Por Amparo Montejano
Madrid, tierra de leyendas, donde los aparecidos serpean por entre las callejas y los pasadizos sombríos: desde el Palacio de Linares, pasando por la Casa de las Siete Chimeneas o el propio edificio del Banco de España, la ciudad de Madrid es un enclave de fantasmas que entre nosotros están y no huyen. Y es que desde que Mağrīt se erigiera como núcleo urbano habitado de forma continuada (os aseguro que doce siglos dan para mucho), el pasado no se ha ido sino que se reafirma, una y otra vez, a la caída mistérica de la tarde en obras como la de Toni Ramos: La estación de las luces. Porque las leyendas respiran y palpitan en los intersticios de la propia tierra oscura, oscura y mojada, pues lo es de agua.
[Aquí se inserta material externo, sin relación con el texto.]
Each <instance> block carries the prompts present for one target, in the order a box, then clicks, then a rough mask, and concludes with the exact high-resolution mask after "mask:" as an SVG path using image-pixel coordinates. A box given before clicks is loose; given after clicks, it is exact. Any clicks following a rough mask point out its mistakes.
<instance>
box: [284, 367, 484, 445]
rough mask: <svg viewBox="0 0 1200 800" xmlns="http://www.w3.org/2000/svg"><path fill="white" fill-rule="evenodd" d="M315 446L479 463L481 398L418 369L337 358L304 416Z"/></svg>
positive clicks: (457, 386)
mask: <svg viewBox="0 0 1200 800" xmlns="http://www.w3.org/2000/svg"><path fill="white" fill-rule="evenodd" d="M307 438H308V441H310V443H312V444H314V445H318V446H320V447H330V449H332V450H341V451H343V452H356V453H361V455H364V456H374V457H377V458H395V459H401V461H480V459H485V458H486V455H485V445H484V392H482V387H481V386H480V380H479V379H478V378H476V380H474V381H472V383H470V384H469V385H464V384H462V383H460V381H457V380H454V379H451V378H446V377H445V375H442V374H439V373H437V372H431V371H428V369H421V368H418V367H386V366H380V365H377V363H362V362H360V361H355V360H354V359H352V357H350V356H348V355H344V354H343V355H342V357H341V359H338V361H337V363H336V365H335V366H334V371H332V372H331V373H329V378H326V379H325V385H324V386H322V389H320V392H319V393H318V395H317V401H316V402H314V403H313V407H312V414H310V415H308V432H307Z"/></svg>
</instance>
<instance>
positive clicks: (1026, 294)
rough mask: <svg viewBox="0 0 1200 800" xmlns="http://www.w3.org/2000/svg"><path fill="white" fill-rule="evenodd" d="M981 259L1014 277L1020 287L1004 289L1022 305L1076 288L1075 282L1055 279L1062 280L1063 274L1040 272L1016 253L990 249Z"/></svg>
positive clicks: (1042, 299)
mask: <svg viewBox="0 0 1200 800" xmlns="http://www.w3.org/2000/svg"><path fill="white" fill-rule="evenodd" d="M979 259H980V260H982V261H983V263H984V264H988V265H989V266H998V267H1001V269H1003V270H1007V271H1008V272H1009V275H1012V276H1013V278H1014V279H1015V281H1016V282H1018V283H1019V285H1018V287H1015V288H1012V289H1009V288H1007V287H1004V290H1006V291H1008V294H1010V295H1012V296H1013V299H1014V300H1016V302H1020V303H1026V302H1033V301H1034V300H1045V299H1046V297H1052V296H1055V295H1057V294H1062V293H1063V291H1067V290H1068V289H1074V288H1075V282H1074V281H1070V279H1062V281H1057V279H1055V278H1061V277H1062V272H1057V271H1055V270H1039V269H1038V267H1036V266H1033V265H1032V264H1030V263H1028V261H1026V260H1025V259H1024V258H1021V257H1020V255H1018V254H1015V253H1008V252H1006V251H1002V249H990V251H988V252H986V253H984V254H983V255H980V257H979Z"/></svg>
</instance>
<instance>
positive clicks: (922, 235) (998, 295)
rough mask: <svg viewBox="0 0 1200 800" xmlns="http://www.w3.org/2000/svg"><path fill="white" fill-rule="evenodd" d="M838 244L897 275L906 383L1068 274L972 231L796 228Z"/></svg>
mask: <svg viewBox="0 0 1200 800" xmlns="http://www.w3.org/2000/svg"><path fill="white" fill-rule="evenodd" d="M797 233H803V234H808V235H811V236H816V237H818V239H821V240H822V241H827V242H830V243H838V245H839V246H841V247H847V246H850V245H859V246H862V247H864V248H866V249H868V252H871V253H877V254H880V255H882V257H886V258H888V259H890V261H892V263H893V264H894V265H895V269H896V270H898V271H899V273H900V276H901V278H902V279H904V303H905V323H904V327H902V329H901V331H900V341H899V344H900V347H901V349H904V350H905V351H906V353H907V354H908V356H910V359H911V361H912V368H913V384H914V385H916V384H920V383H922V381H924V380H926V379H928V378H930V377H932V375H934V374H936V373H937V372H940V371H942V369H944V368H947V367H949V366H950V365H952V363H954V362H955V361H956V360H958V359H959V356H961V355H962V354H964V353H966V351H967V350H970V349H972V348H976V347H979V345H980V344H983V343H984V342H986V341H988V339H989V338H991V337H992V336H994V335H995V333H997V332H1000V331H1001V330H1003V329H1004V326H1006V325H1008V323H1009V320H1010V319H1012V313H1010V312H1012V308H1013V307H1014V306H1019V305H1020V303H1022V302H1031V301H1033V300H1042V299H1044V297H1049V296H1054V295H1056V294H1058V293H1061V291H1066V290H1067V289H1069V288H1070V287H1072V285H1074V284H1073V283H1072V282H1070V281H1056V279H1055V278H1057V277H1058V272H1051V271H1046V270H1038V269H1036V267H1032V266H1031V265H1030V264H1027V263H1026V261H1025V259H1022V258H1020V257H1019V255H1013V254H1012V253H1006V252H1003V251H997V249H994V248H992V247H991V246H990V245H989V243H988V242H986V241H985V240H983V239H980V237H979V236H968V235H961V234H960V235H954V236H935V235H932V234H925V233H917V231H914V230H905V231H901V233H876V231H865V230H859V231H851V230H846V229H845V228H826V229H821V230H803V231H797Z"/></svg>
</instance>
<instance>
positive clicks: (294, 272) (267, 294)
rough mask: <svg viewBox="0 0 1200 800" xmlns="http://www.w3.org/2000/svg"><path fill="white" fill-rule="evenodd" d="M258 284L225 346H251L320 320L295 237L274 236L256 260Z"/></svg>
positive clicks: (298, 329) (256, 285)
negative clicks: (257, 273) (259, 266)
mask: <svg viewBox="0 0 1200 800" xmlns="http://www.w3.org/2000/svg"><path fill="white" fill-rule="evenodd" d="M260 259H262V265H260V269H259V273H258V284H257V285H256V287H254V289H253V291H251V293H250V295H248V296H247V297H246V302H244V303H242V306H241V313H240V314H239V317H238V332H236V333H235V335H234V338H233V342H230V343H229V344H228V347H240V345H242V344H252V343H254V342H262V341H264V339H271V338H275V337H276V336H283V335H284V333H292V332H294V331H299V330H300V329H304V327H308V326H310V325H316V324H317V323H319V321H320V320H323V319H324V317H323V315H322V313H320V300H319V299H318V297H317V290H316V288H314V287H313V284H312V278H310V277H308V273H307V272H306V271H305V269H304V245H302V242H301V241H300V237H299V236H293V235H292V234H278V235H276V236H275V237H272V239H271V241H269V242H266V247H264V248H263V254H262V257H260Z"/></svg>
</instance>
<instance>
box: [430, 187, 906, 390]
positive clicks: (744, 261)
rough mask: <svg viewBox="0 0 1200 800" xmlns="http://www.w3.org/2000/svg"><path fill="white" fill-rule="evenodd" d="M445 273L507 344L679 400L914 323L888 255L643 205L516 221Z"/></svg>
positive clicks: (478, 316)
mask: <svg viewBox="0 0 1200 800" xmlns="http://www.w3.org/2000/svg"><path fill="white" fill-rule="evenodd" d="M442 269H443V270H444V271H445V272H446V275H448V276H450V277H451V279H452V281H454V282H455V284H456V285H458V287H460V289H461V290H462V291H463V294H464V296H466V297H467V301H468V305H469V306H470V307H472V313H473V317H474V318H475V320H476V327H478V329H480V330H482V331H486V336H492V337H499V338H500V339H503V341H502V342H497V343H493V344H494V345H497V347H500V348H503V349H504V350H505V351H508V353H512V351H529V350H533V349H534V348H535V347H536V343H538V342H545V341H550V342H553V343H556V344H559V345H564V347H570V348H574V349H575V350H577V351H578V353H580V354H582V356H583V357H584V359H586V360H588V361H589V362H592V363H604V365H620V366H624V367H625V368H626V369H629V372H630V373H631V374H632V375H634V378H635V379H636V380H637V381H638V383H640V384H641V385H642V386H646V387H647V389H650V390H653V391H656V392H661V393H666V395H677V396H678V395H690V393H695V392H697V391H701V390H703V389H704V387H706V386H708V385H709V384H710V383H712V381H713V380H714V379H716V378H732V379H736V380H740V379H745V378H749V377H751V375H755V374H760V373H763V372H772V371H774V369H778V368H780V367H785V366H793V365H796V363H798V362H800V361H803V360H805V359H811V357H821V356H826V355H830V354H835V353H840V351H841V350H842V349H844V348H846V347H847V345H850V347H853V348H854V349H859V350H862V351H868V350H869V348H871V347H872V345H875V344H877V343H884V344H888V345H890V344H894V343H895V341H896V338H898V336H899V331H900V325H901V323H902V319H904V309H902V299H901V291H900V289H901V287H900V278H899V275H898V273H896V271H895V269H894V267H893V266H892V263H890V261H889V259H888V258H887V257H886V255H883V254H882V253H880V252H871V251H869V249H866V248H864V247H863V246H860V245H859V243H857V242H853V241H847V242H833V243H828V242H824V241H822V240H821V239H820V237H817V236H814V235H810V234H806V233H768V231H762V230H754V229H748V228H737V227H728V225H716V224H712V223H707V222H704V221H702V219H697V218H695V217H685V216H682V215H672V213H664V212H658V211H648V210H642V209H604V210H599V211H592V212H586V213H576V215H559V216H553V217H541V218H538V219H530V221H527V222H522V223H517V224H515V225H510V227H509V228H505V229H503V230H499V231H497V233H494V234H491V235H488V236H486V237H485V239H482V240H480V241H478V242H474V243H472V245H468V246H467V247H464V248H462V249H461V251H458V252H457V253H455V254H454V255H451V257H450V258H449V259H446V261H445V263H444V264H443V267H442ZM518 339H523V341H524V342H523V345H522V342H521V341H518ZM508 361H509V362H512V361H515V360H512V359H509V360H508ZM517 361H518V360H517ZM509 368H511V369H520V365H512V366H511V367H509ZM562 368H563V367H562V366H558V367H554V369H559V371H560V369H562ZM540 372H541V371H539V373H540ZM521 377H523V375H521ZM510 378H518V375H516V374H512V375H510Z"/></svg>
Y he aquí, mi querido lector y adorada lectora, que las extrañezas sobrevuelan por esta obra como lo hacían las visiones de Washington Irving en su valle dormido. Extrañezas que se sobrehilan, con una prosa descriptiva y directa, sobre un armazón histórico y de explayamiento turístico por la capital del reino en base a un juego dual di narrazione: en base a un pasado/presente hilado con briznas de leyendas. Leyendas que llegan hasta la famosa estación fantasmal de Chamberí (de seguro que los gatos y las gatas son conocedores de su historia), donde un jineteo clerical trocó en el asesinato de un angelito de Dios que desde entonces se aparece en las vías. Y, desde ese nudo, el autor desmadeja una historia repleta de idas y venidas temporales que guían, por el rail de un éxtasis visionario, a todos los personajes. Porque en el libro hay visiones, muchas. Visiones que nos sumergen en una continua ensoñación, que no pesadilla, aunque no exista mayor miedo que lo que se desconoce.
Y aquí, en la obra de Ramos, lo real apenas se percibe al ser una apreciación sutil de la materialidad transgredida a base de sinestesias perceptivas: vida y muerte ovilladas por entre los corredores de la mina submarina que quedó desierta en el 66, obsoleta, cuando Iglesia y Bilbao abrieron sus portones, algo menos cavernosos y con mejor fario. Pues, ¿quién querría deambular por una vía muerta ahíta de muertos? Nadie, que los aparecidos no son plato de buen gusto en mesa alguna.
De eso nos habla su autor: de aparecidos, de espectros aturquesados (con deje a mar) que no vienen a otra cosa que no sea a colorear una novela histórico/costumbrista. Y eso es algo bueno, está bien, porque si algo tiene la literatura (la virtuosa y la de género) es que es plural, y como decía Louis Wirtz, se teje con vínculos previamente establecidos: atmósfera y ritmo que introducen al lector en un mundo seguro y creíble que no es tal.
Porque la "Tierra del agua" (ahora de las luces) encierra miedos. Quizá los tuyos.